Von lukrativen Windrädern können die meisten Mittelrhein-Kommunen nur träumen. Das gilt auch für Bacharach, aber die Stadt dürfte trotzdem bald vom Boom der erneuerbaren Energien profitieren. Im Bacharacher Hinterland, unweit der Grenze zum Rhein-Hunsrück-Kreis, soll das größte Batteriespeicherwerk von Rheinland-Pfalz entstehen. Bauherr ist der internationale Projektentwickler Elements Green mit Hauptsitz in London. Die Anlage in einem Waldstück nahe der alten Römerstraße könnte in 3 oder 4 Jahren ans Netz gehen. Sie speichert überschüssige Energie aus Windkraft und Sonne und gibt sie wieder ab, wenn in Deutschland Strom gebraucht wird. Der Bacharacher Stadtrat hat den Plänen bereits zugestimmt. Laut Bürgermeister Dieter Kemmer wird es der Stadt „erheblichen Nutzen bringen – wirtschaftlich, finanziell, versorgungstechnisch und ökologisch.“ Der Eingriff in die Landschaft gilt als minimalinvasiv. Der geplante Standort liegt weitab vom Rheintal und ist wenig einsehbar. Bürgermeister-Bacharach-Blog (Info von Dieter Kemmer), Elements Green (Website des Unternehmens)
Fusion in Rüdesheim
Tourismusmarketing und Wirtschaftsförderung, das ist in Rüdesheim eine Raketenwissenschaft für sich. Nirgendwo sind die Strukturen komplizierter, denn das Stadtmarketing ist teils in kommunaler, teils in privater Hand und dann existieren noch mehrere Vereine, die ähnliches tun.
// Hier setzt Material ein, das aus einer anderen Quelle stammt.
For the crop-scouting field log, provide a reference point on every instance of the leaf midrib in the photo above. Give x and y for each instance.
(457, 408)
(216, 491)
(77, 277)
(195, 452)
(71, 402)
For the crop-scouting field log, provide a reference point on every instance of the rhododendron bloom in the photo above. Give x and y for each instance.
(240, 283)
Laut „Wiesbadener Kurier“soll es mit der Rüdesheimer Kleinstaaterei bald vorbei sein. Bis Endes des Jahres wollen sich die Wirtschafts- und Tourismusförderung Rüdesheim-Assmannshausen (WTF), der Gewerbeverein und – auch so etwas gibt es – die „Werbegemeinschaft rund um die Drosselgasse“ zu einer Organisation zusammenschließen. Vor allem geht es darum, Kräfte zu bündeln, hinzu kommt ein ganz praktischer Grund: im bisherigen Doppelt- und Dreifach-Konstrukt gibt es einfach zu viele Vorstandsposten für zu wenige Ehrenamtliche. Wiesbadener Kurier (€)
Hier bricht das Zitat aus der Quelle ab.